Le dialogue : l’art de reconstruire une conversation plus vraie et intéressante que nature. Cet article vous explique comment bâtir votre dialogue en évitant les fautes les plus grossières. La 19e leçon d’Antoine Albalat, extraite de L’art d’écrire en 20 leçons, est commentée par Frédéric Barbas, correcteur d’édition

 

Le dialogue :  l’art de reconstruire une conversation plus vraie et intéressante que nature

 

La définition d’Antoine Albalat

« Il exige des qualités de mouvement, de rapidité, d’élégance concise et entraînante, qui constituent précisément la vocation dramatique.

C’est qu’il y a deux sortes de dialogues : l’un, littéraire, phrasé, construit, livresque ; l’autre, qui est la reproduction photographique de la parole parlée, dans son raccourci imprévu, sautillant, fiévreux, primesautier, elliptique. Or, rien n’est plus difficile que l’art d’équilibrer ces deux extrêmes […]

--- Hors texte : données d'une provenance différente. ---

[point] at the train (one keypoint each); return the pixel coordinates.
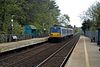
(59, 33)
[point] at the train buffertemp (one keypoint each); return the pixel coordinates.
(58, 32)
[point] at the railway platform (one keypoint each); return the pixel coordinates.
(4, 47)
(85, 54)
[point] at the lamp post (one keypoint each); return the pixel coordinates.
(11, 26)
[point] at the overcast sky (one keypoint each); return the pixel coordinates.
(74, 8)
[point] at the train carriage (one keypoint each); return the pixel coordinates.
(58, 33)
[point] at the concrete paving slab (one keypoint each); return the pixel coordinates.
(85, 54)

En général, le dialogue ne peut avoir la vivacité, la vie, l’illusion du vrai, s’il est écrit dans le style même de la narration ou du récit. Il y faut d’autres phrases que les phrases d’un livre ou d’un morceau littéraire ; des phrases conçues autrement, plus courtes, plus haletantes, plus coupées. » précise Antoine Albalat

 

Évitez de trop « écrire les dialogues »

Commençons par ce qu’il est préférable d’éviter de nos jours. Fénelon est à l’œuvre, ici :

« Bourbon — Et moi, je suis victorieux d’un ennemi qui m’a outragé ; je me venge de lui ; je le chasse du Milanais ; je fais sentir à toute la France combien elle est malheureuse de m’avoir perdu en me poussant à bout : appelles-tu cela être à plaindre ?

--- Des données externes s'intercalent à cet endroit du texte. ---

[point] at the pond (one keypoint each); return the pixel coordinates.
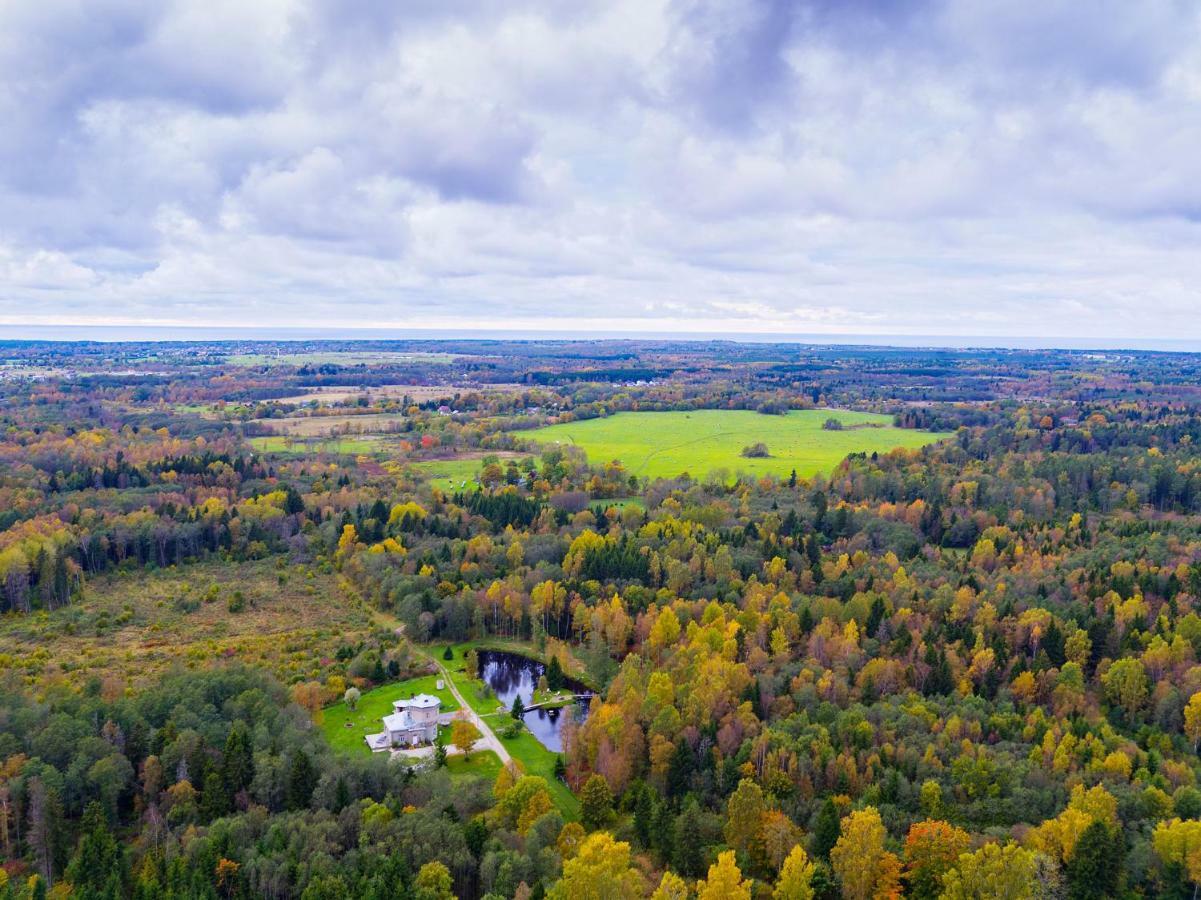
(509, 675)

Bayard — Oui : on est toujours à plaindre quand on agit contre son devoir ; il vaut mieux périr en combattant pour la patrie que la vaincre et triompher d’elle. Ah ! quelle horrible gloire que celle de détruire son pays !

Bourbon — Mais ma patrie a été ingrate après tant de services que je lui avais rendus. Madame m’a fait traiter indignement par un dépit d’amour. Le roi, par faiblesse pour elle, m’a fait une injustice énorme en me dépouillant de mon bien. On a détaché de moi jusqu’à mes domestiques, Matignon et d’Argouges. J’ai été contraint, pour sauver ma vie, de m’enfuir presque seul. Que voulais-tu que je fisse ?

Bayard — Que vous souffrissiez toutes sortes de maux, plutôt que de manquer à la France et à la grandeur de votre maison. »

Etc.

Ce que pense Albalat des lourds rouages du dialogue fénelonien ? Ceci :  « C’est là le contraire du vrai dialogue dramatique. Ce qu’il y faut, c’est le mouvement. Débarrassez la phrase de sa structure écrite et rendez-là avec l’aspect qu’elle a dans la conversation. »  Difficile de dénicher dans cet échange empesé « l’élégance concise et entraînante » ou un caractère « sautillant », quant à la notion d’ellipse, elle s’est fait porter pâle…

 

Mentionnez uniquement les détails indispensables

Fénelon n’oublie rien qu’on puisse mentionner, c’est probablement son « tort ». Le discours s’en trouve chargé de ces précisions freinant le moindre élan. Cela tient moins au style en usage à l’époque qu’au fait de penser qu’il soit indispensable de tout argumenter quand on pourrait s’en tenir à l’essentiel, et à dire vrai, quand il le faudrait ; de nos jours, le dialogue n’est pas, ou plus, l’inventaire d’une situation, mais bien le moteur mettant en branle la personnalité des protagonistes. Il doit y avoir comme une urgence à en venir au fait, ce qui n’entre pas en contradiction avec le désir bien naturel de ménager ses effets, même si idéalement, l’effet en question sera contenu dans la réplique.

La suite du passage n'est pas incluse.